Similarly, Bruegmann shocks his readers by pointing out that the Los Angeles Urban Area is denser on average than the New York Urban Area (NYUA). But few people know, and Bruegmann doesn't explain, that the NYUA (18 million population) encompasses a huge (indeed, a "sprawling") area in three states of which the city proper is only a fraction. The NYUA is a statistical artifact that includes compact cities as well as sprawling settlements and no critic of sprawl has ever, to my knowledge, pretended otherwise.

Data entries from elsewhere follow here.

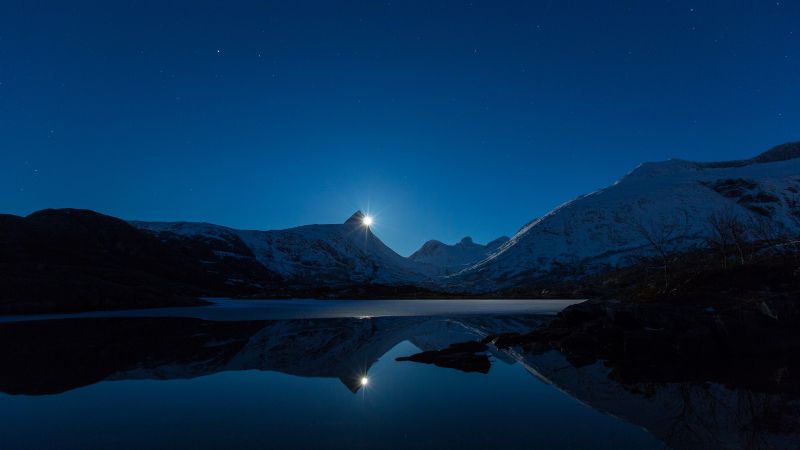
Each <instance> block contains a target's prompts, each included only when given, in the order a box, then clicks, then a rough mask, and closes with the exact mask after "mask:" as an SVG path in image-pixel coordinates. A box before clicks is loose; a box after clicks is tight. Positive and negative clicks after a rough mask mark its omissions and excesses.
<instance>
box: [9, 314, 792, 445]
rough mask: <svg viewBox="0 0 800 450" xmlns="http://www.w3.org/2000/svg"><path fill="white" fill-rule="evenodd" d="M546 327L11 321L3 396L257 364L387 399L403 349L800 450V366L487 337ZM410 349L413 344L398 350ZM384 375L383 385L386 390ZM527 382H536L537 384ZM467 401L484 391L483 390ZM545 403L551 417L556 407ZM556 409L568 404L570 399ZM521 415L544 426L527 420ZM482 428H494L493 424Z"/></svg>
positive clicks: (52, 393)
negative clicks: (500, 342)
mask: <svg viewBox="0 0 800 450" xmlns="http://www.w3.org/2000/svg"><path fill="white" fill-rule="evenodd" d="M546 320H548V318H547V317H544V316H535V315H530V316H509V315H501V316H475V315H472V316H460V317H458V316H453V317H446V316H437V317H376V318H358V319H357V318H333V319H293V320H255V321H239V322H213V321H206V320H200V319H192V318H174V317H171V318H86V319H74V320H53V321H38V322H17V323H6V324H0V358H1V359H2V361H3V366H2V370H0V391H1V392H4V393H7V394H12V395H24V396H45V395H52V394H58V393H64V392H68V391H71V390H74V389H77V388H80V387H84V386H89V385H93V384H95V383H99V382H101V381H111V380H186V379H194V378H198V377H203V376H206V375H210V374H218V373H223V372H229V373H230V372H235V371H245V370H257V371H273V372H280V373H283V374H289V375H294V376H301V377H314V378H325V379H328V378H333V379H338V380H340V382H341V384H340V386H344V387H345V388H346V389H347V390H349V391H350V392H352V393H356V392H360V391H361V392H363V390H364V389H365V388H366V387H370V391H372V390H373V389H378V390H384V392H383V394H386V390H387V389H388V388H387V386H386V384H385V383H386V380H387V378H389V377H385V376H384V377H381V375H380V374H374V373H372V369H373V366H374V365H375V363H376V361H378V360H379V359H380V358H381V357H382V356H383V355H385V354H386V353H387V352H390V350H393V349H394V351H395V352H397V351H398V350H397V349H398V348H400V349H402V353H400V354H397V355H396V356H397V359H398V360H401V361H405V360H407V361H409V362H395V361H394V355H393V359H392V360H391V361H390V362H385V361H384V364H393V365H394V366H391V367H395V366H396V367H404V368H406V369H408V370H417V369H415V368H417V367H419V368H422V367H431V366H423V365H422V364H420V363H425V364H431V365H435V366H439V367H443V369H434V368H431V370H437V371H450V372H452V373H453V374H454V375H456V373H457V371H458V372H472V374H470V375H471V376H478V377H486V376H485V375H481V374H485V373H489V372H490V371H489V367H490V366H493V365H497V364H498V363H499V362H504V363H510V364H515V365H516V366H521V367H523V368H524V369H525V370H526V371H527V372H529V373H530V375H533V376H534V377H536V378H538V379H539V380H543V381H545V382H546V383H548V384H550V385H552V386H553V387H555V388H557V389H558V390H560V391H562V392H566V393H568V394H569V395H570V396H572V397H573V398H575V399H577V400H579V401H580V402H582V403H584V404H587V405H589V406H591V407H592V408H594V409H596V410H598V411H601V412H604V413H608V414H611V415H613V416H616V417H621V418H623V419H624V420H627V421H629V422H630V423H633V424H636V425H638V426H641V427H644V428H646V429H647V430H648V431H649V432H650V433H652V435H654V436H655V437H657V438H658V439H659V440H661V441H662V442H664V443H666V444H667V445H668V446H669V447H671V448H676V449H700V448H719V449H725V448H731V449H733V448H752V449H770V448H798V446H800V434H799V433H800V431H799V430H798V426H797V424H798V423H800V422H799V420H800V401H799V400H798V399H799V398H800V392H799V391H800V383H798V378H797V371H796V370H795V369H794V368H793V367H791V365H789V366H787V367H782V368H779V369H778V370H765V371H763V376H760V377H757V379H754V378H753V377H754V376H753V374H752V371H748V372H747V376H746V379H743V378H744V377H737V375H736V371H731V373H728V372H726V373H727V378H726V379H725V380H724V381H720V380H716V381H715V380H703V379H702V377H693V378H692V377H688V378H687V377H685V376H682V377H678V376H676V375H674V374H676V373H685V371H678V370H675V368H671V370H659V368H657V367H648V368H631V367H618V366H614V365H613V364H609V363H601V362H598V363H594V364H591V365H586V366H580V367H576V366H574V365H573V364H571V363H570V362H569V361H568V360H567V359H565V358H564V357H563V356H562V355H561V354H559V353H557V352H552V351H551V352H545V353H540V354H534V353H525V352H522V351H521V350H519V349H514V348H512V349H509V350H498V349H496V348H494V347H493V346H492V345H488V346H487V345H484V344H481V343H480V341H481V340H482V339H483V338H484V337H486V336H487V335H491V334H498V333H506V332H518V331H525V330H529V329H532V328H535V327H537V326H539V325H540V324H542V323H543V322H544V321H546ZM404 342H410V343H411V344H413V346H414V347H410V346H408V347H404V346H402V345H400V346H399V344H401V343H404ZM398 346H399V347H398ZM414 350H419V351H420V352H419V353H414ZM484 360H485V363H484ZM484 364H485V366H484ZM476 368H477V369H476ZM484 369H485V370H484ZM404 370H405V369H404ZM426 370H427V369H426ZM493 372H494V371H492V373H493ZM741 373H742V374H744V373H745V372H741ZM486 378H487V379H488V378H490V377H486ZM373 379H375V380H376V381H377V382H376V383H375V386H374V387H373V383H372V381H373ZM708 381H710V382H708ZM522 382H525V380H523V381H522ZM527 382H528V383H536V381H535V380H534V379H532V378H530V377H528V380H527ZM471 389H474V388H471ZM344 392H345V393H347V391H344ZM371 394H372V392H370V395H371ZM462 394H463V395H464V396H479V395H484V393H479V392H477V391H474V390H473V391H468V392H463V393H462ZM348 395H349V394H348ZM367 397H369V396H367ZM517 400H519V401H521V402H523V403H522V404H525V403H530V404H534V403H536V402H540V401H543V400H542V398H541V397H531V398H523V399H517ZM507 401H508V400H507V399H497V398H491V397H487V399H486V400H485V402H484V403H483V404H482V405H483V407H484V408H486V409H487V410H496V409H497V408H501V409H502V408H503V407H504V406H503V405H504V404H505V402H507ZM395 402H396V400H395ZM488 402H494V403H493V404H489V403H488ZM452 407H453V408H457V405H452ZM539 407H540V408H541V409H545V410H546V409H547V408H548V405H547V404H545V405H543V406H542V405H539ZM550 407H551V408H552V409H553V410H554V411H558V410H561V409H563V407H562V406H561V405H560V404H552V405H550ZM2 412H3V411H0V413H2ZM495 414H497V413H495ZM505 414H506V418H505V419H503V420H506V421H509V420H511V419H509V417H513V415H514V414H515V413H514V412H513V410H512V411H506V413H505ZM554 414H556V413H555V412H554ZM515 419H519V420H522V421H523V422H530V421H534V422H535V420H533V419H532V418H529V417H525V416H524V415H523V417H518V418H515ZM480 420H481V421H482V423H484V424H485V425H488V426H491V425H492V420H493V419H492V418H491V417H484V418H482V419H480ZM539 420H541V419H539ZM564 420H566V421H569V420H571V418H570V417H564ZM540 431H541V430H540ZM595 431H596V432H597V433H601V432H602V431H603V430H601V429H597V430H595Z"/></svg>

There is one statement in the book that I agree with, and it is the complaint about the lack of a common, coherent definition of sprawl. Reviewing the voluminous sprawl literature, one does in fact get reminded of the proverbial blind men examining an elephant (A rope! A snake! A tree!). Unfortunately Bruegmann has done nothing to improve that state of affairs. On the contrary he has muddied the waters even more by employing sloppy terminology, making up dubious historical parallels, and cherry-picking statistics to ultimately miss the point entirely: that sprawl as we know it is neither environmentally nor economically sustainable.


(*) Another example: "At the beginning of the Christian era, this great city [Rome] had an estimated population of about 1 million people piled up within city walls that enclosed a little more than six square miles." But Rome in the early imperial era (at the peak of its pre-modern population) was not a walled city. This may seem nit-picking but what purports to be a history of the urban form shouldn't commit that kind of blunder.